A new rule proposed by the Department of Labor could bring partial relief to businesses struggling to stay afloat amid the COVID-19 pandemic’s economic fallout. It could also help millions of workers who are straining to maintain their livelihoods or attempting to find new ones.
For the first time in more than 80 years since the enactment of the Fair Labor Standards Act, a new proposed rule seeks to provide clarity on the definition of an “independent contractor” for general industry.
This is important because it can be difficult for businesses to differentiate between employers and contractors, and extremely costly if they make the wrong determination.
As Labor Department Secretary Eugene Scalia noted, “Employers and workers looking for guidance have had to parse the sometimes-divergent decisions of the federal courts of appeals, and opinion letters the Labor Department issues occasionally without public notice or input.”
Ambiguity about how to classify workers can result in high administrative costs and cause fear and uncertainty for employers who risk costly lawsuits that could destroy their entire business if they make the wrong determination.
Fines and penalties for misclassifying workers can include back payroll-tax payments, over 40% of the misclassified workers’ wages for up to three years, and, if the misclassification is determined to be intentional, up to $500,000 in fines and a year in prison.
It’s not just a difference in payments that separates employees from contractors.

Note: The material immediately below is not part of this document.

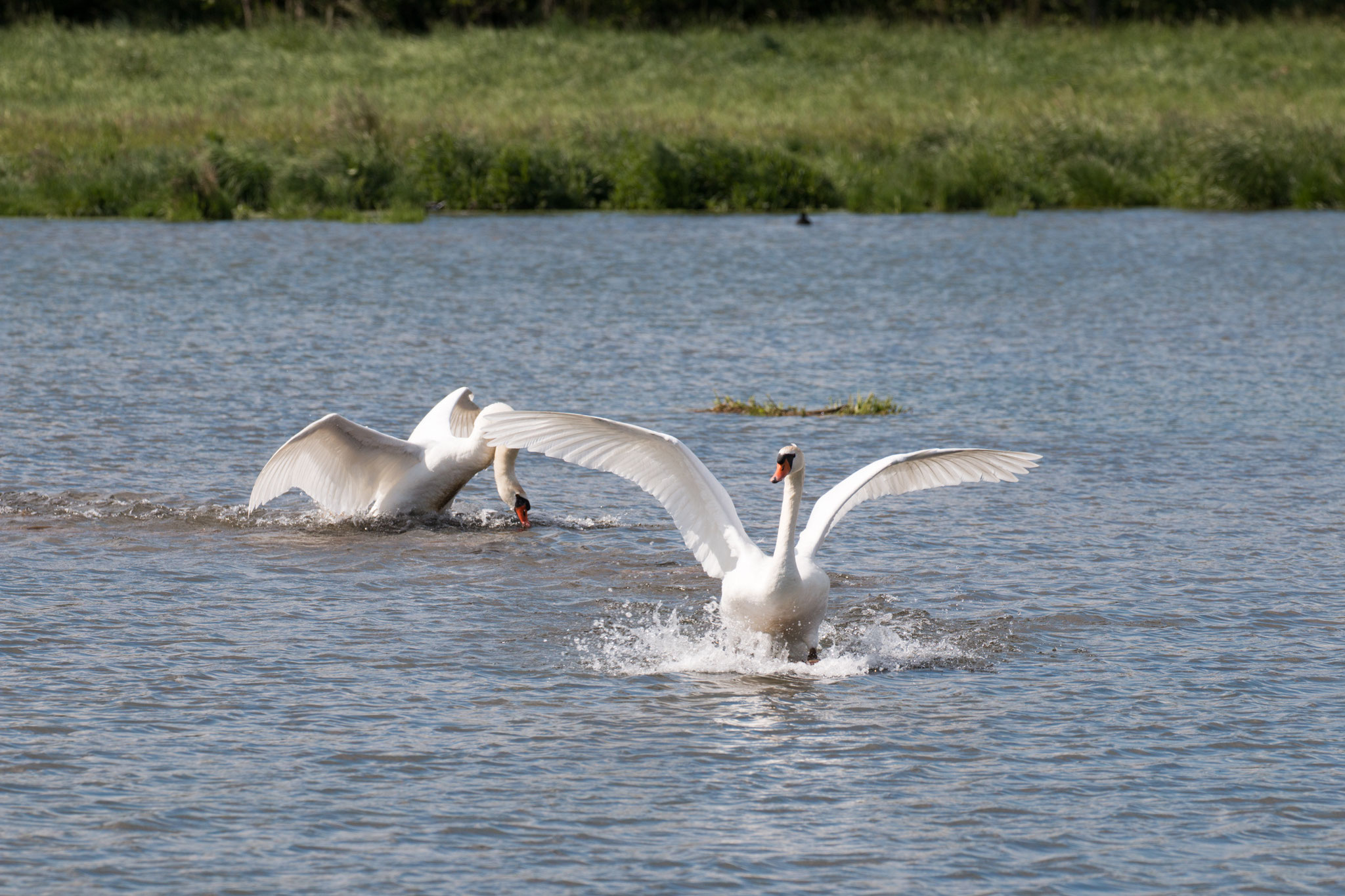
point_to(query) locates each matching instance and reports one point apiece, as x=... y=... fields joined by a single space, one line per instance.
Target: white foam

Employers could be on the hook for many other violations, such as: not properly documenting a worker’s hours, neglecting to file the correct state and federal forms, failing to comply with and provide protections required by the Americans with Disabilities Act and Occupational Safety and Health Act, not posting required workplace notices, not sending the appropriate employee benefit statements, or failing to properly submit worker’s compensation premiums.
Fear over misclassification can prevent employers—particularly smaller ones—from growing and succeeding.
Larger employers have more resources to navigate the system and avoid misclassification errors, and their size and scope allows them to formally employ more workers in-house.
But smaller and newer businesses have fewer resources to spend on legal and administrative compliance, and they tend to rely more heavily on contractors because their smaller size prevents them from being able to employ all the in-house workers they want to work with to help their business succeed.
Small employers are the hardest hit by laws—such as California’s Assembly Bill 5—that severely restrict independent contracting. Businesses that have four or fewer employees use 6.7 contractors, on average.
Imagine a small landscape company that has three employees and contracts with a half-dozen others for services such as tree removal, stonework, or sprinkler installation.
If the company owner had to treat those contract workers as formal employees, he would have to be in charge of and liable for the work they perform (even though he is not an expert in their services), would have to set their hours, and provide various employee benefits and tax payments.
Since the owner probably could not provide those contractors with enough work, and because they probably prefer working independently, the owner would instead have to cut ties with those contractors and stop offering their services. That will make it harder for him to compete with bigger companies who can fully and formally employ more specialized workers.
Workers also stand to benefit from a clear definition of an independent contractor.
Many workers increasingly prefer the flexibility of being their own boss, choosing which jobs they perform, and what hours they work.
According to a Bureau of Labor statistics survey, nine of every 10 independent contractors prefer contract work to a traditional work arrangement.
An economic analysis of Uber drivers found that the average driver would not work at all if they had to subscribe to a traditional, taxicab-type employment relationship. That’s because Uber drivers value the fully flexible work platform at over 40% of their earnings—the equivalent of $150 a week for the average Uber driver who works 16 hours a week.
For some, contracting is the only viable work option.
According to the Freelancing in America 2019 report, a whopping 46% of the 57 million Americans who freelance—a term that includes the self-employed, contractors, temps, and gig-workers—say that they are unable to work a traditional job because of factors such as their personal health or disability, or their family circumstances.
The economic consequences of COVID-19 make it all the more important for policymakers to open doors to income opportunities and reduce barriers to entrepreneurship and small business growth.
Clarifying the definition of a contractor based on the newly proposed “economic reality” test, which relies primarily on the worker’s control over the work and their financial stake in the product they make or service they provide, is a step in the right direction towards securing the livelihoods of tens of millions of workers and small business owners.
But further clarity will still be needed from Congress. In addition to the Fair Labor Standards Act, the U.S. tax code, the National Labor Relations Act, and various state labor laws have their own, differing, and ambiguous definitions of an employee and independent contractor.
Congress should establish bright-line tests to unambiguously determine who is an “employee” and who is an “independent contractor,” and should harmonize the definition across employment, tax, labor, pension, and health care laws. Where ambiguity exists, the choice should be left to workers and employers to decide their preferred status.
Creating a clear and inclusive definition of independent contractor that supports workers’ and employers’ freedoms would improve workplace flexibility, increase productivity, and lead to higher incomes and more work opportunities.